Dear collaborators,
I am Alexey Nesterenko, a postdoc working with Markus at UiB. I would like to announce a new NMRlipids project, NMRlipids Databank 2.0, that will result in a paper targeting the journal Digital Discovery (RSC) and reporting both code improvements and a repository extension. For both of these, we already have quite some material from my contributions over the last two years, and from collaborators' contributions triggered by the NMRlipids2025 workshop that we hosted in Bergen recently.
Current state
Since the inaugural publication in 2024, the NMRlipids Databank has undergone a number of important changes. Below I list the changes that are completely done, (some) with the GitHub handle of the contributor who was mostly responsible:
- We have isolated a package called
DatabankLib. Now it can be installed, imported, etc. - We have separated all data to a separated repo BilayerData. We do not track history of code and data together anymore.
- We have made unit and regression tests.
- We have made a portal for automatic system addition (thanks to @MagnusSletten)
- We have removed form-factor code completely and integrated instead MAICoS, which now deals with both the electron density and form-factors (thanks to @picocentauri). It gives us also the possibility to calculate water orientation profiles for all systems and dielectric profiles for neutral systems.
- C-H bond order parameter code became many times faster (thanks to @batukav).
- We developed a schema and added metadata to all lipid molecules (thanks to @korbinib).
- We made a branch that allows Databank to handle lipid monolayers and compare their isotherms and reflectivity profiles (thanks to @fsuarezleston).
This set of changes has already made the project significantly stronger. I would say it is now close to becoming a "beta" version, and thus worth making the next publication.
Contribution rules
The spirit of the original NMRlipids authorship rules will be followed, with the following revisions:
- I will be the last and corresponding author.
- Otherwise, the author list be alphabetical. However, the first-author position can be ear-marked to someone willing to commit themselves to solving a major part of issues; if you would like to do this, please let me know!

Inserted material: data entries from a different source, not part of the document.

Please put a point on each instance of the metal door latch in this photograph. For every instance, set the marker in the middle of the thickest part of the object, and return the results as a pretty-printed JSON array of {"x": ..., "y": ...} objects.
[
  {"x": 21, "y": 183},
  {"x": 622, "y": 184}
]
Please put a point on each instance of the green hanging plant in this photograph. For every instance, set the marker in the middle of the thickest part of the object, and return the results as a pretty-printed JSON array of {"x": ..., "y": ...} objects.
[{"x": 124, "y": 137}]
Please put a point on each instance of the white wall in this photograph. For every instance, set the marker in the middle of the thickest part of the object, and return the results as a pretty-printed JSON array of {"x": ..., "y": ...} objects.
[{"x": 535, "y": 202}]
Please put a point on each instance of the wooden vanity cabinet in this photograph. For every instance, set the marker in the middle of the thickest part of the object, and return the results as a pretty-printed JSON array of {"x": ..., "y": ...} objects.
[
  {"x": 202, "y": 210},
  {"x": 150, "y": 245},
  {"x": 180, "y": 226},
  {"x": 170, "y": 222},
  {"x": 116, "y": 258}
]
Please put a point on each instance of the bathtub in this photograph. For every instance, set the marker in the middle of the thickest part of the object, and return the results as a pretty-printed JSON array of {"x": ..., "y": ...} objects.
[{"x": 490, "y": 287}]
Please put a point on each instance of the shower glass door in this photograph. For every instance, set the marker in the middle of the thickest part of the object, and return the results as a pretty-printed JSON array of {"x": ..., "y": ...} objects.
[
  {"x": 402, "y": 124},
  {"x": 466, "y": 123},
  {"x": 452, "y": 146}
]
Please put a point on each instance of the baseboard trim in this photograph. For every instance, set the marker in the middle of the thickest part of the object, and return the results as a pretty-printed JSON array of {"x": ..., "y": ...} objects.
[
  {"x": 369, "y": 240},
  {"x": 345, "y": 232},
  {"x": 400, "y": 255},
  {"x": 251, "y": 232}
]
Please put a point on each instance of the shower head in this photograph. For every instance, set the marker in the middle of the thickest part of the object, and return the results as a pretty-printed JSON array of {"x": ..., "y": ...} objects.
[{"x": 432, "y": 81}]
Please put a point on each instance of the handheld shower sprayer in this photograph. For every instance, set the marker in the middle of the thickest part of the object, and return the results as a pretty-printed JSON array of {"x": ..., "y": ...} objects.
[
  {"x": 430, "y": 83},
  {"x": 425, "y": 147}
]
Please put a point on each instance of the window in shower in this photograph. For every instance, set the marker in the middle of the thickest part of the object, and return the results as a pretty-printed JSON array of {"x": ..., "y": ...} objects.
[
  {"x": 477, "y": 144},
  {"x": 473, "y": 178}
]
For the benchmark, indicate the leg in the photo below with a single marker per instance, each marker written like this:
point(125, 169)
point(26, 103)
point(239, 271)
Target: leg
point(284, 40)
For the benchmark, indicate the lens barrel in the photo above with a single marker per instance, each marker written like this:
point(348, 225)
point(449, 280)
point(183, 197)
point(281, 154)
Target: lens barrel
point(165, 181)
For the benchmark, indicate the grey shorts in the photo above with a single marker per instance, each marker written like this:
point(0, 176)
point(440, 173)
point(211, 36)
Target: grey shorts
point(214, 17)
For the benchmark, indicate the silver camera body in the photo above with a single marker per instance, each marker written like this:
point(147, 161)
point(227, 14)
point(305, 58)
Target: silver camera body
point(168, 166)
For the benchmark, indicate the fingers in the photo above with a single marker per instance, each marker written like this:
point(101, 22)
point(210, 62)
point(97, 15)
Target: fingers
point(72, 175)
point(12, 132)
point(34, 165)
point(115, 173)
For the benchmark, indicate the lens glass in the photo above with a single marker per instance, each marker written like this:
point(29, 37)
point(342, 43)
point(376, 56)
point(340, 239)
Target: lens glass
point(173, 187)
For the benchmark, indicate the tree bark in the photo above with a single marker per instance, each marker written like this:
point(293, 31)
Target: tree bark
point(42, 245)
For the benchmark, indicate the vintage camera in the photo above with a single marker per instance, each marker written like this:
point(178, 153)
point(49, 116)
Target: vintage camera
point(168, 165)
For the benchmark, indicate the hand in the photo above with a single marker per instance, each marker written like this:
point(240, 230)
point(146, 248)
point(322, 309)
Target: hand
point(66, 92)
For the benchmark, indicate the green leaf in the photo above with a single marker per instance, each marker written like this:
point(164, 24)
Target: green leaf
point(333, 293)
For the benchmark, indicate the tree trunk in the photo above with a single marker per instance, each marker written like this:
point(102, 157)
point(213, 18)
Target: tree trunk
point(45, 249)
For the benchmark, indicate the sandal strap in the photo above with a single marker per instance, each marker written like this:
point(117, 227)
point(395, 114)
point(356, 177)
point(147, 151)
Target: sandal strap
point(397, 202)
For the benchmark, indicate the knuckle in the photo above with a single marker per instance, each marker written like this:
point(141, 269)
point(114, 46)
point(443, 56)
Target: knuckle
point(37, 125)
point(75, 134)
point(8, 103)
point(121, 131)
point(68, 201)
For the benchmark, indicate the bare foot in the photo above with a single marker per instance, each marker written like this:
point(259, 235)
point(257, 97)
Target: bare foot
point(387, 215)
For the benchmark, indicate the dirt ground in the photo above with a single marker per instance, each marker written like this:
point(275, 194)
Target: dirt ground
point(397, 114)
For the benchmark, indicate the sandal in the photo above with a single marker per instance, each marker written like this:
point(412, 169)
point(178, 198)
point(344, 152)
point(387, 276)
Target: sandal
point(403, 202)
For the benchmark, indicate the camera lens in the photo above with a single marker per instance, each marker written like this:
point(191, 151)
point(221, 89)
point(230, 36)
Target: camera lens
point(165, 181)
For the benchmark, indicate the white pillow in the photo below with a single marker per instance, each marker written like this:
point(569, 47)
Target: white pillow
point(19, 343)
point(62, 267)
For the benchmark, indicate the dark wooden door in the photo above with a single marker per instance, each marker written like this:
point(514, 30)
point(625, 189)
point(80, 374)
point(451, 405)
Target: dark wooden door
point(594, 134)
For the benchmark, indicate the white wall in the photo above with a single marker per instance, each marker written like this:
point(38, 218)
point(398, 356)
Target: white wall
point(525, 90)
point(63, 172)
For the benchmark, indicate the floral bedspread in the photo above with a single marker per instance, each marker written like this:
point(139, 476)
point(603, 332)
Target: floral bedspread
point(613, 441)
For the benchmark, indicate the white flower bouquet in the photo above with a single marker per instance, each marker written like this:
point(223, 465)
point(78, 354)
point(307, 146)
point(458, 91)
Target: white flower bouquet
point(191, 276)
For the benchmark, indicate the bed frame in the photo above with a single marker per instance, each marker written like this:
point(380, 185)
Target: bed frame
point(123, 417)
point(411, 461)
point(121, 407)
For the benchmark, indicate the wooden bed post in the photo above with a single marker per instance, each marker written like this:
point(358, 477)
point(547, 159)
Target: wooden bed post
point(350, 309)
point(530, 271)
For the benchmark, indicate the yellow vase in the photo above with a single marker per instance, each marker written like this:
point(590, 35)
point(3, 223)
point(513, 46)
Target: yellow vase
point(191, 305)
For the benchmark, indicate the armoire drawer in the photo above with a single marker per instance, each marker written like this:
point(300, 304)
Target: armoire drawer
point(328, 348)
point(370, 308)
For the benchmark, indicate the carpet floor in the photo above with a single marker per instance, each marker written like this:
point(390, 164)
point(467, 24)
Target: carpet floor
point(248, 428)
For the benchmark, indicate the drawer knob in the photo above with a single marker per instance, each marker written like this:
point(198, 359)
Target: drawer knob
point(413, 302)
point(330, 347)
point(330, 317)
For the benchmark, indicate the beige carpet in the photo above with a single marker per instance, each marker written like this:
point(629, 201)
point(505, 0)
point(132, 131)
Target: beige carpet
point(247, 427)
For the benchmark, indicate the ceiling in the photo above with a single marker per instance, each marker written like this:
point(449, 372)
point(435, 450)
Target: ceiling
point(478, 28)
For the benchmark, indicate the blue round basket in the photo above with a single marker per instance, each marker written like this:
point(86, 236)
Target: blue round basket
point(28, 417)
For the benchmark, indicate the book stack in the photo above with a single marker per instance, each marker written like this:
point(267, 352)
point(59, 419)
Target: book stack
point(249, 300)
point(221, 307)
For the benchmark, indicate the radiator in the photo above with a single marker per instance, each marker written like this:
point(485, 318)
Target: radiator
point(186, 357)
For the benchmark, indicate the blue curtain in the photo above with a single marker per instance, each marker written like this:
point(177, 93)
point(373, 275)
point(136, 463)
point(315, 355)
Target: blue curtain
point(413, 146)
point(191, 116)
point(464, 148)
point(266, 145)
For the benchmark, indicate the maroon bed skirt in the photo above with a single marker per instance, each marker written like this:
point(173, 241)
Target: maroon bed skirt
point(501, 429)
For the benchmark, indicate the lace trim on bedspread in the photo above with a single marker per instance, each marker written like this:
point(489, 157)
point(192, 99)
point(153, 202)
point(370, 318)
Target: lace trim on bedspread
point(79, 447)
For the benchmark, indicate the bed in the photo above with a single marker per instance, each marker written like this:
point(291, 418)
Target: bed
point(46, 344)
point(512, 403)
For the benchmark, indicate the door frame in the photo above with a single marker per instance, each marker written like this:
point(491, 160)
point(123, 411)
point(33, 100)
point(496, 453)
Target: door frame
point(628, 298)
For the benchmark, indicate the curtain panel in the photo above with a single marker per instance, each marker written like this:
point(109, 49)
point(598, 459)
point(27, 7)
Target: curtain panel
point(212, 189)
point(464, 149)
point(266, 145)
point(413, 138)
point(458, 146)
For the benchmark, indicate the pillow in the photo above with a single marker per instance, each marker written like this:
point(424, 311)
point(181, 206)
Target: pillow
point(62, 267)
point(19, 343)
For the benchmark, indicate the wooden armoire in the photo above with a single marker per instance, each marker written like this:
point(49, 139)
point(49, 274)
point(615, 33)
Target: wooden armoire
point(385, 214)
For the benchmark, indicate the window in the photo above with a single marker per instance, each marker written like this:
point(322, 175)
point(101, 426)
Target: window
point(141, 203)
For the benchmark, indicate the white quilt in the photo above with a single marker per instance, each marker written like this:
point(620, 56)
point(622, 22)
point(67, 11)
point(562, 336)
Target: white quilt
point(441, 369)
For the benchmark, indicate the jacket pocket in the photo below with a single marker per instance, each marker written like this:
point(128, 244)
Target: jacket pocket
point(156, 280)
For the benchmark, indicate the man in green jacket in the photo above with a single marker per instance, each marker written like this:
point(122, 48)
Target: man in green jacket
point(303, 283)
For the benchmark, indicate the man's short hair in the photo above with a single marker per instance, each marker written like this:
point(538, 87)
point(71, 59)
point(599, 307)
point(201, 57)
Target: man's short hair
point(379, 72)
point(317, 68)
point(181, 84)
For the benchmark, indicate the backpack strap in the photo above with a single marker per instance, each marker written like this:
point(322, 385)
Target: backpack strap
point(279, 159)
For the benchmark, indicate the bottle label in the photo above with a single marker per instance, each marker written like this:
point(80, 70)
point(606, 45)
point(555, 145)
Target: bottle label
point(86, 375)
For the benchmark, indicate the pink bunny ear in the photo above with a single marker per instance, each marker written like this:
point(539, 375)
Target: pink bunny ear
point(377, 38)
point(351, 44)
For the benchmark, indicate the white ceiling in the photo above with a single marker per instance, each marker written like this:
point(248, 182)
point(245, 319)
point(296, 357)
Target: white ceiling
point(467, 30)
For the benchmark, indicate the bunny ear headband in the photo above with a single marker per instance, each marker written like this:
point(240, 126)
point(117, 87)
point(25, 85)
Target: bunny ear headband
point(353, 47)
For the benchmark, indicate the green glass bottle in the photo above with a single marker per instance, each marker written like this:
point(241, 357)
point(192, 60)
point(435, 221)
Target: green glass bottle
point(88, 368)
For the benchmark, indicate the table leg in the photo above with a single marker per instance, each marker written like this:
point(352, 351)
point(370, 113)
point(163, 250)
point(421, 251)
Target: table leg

- Everyone who contributes by committing
- to NMRlipids/Databank starting from v1.0.1 or
- to NMRlipids/BilayerData starting from v.1.0.1 or
- to NMRlipids/databank-templates starting from 7.02.2024 (Nat. Com. paper release) or
- to NMRlipids/BilayerGUI_laravel,
- to the manuscript-repository or to the connected Overleaf project (will be shared soon)
will be invited to become co-authors.
Each coauthor shall detail their contribution in the "Author contribution" paragraph, aligning with the authorship definition described by ICMJE, as recommended by RSC.
All co-authors get access to the Databank-v2 manuscript repository and/or the corresponding Overleaf project.
All contributors are invited to biweekly sprint sessions to monitor the progress, agree on tasks, and redistribute remaining issues. The first meeting will be on 15th of August 2025 at 16:30 CEST (Zoom ID: 627 3757 9559, password "NMRlipids2"). The last meeting will be in December, after which I will submit the manuscript to the journal and to ChemRxiv, so the contribution window is Aug–Dec 2025.
Outcome list
To make the Databank interesting for the scientific community, we need demonstrate what it can provide them. However, instead of demonstrating scientific results in membrane biophysics, I would like this paper to be a guide for "scientific librarians"; this is also something that our target journal allows.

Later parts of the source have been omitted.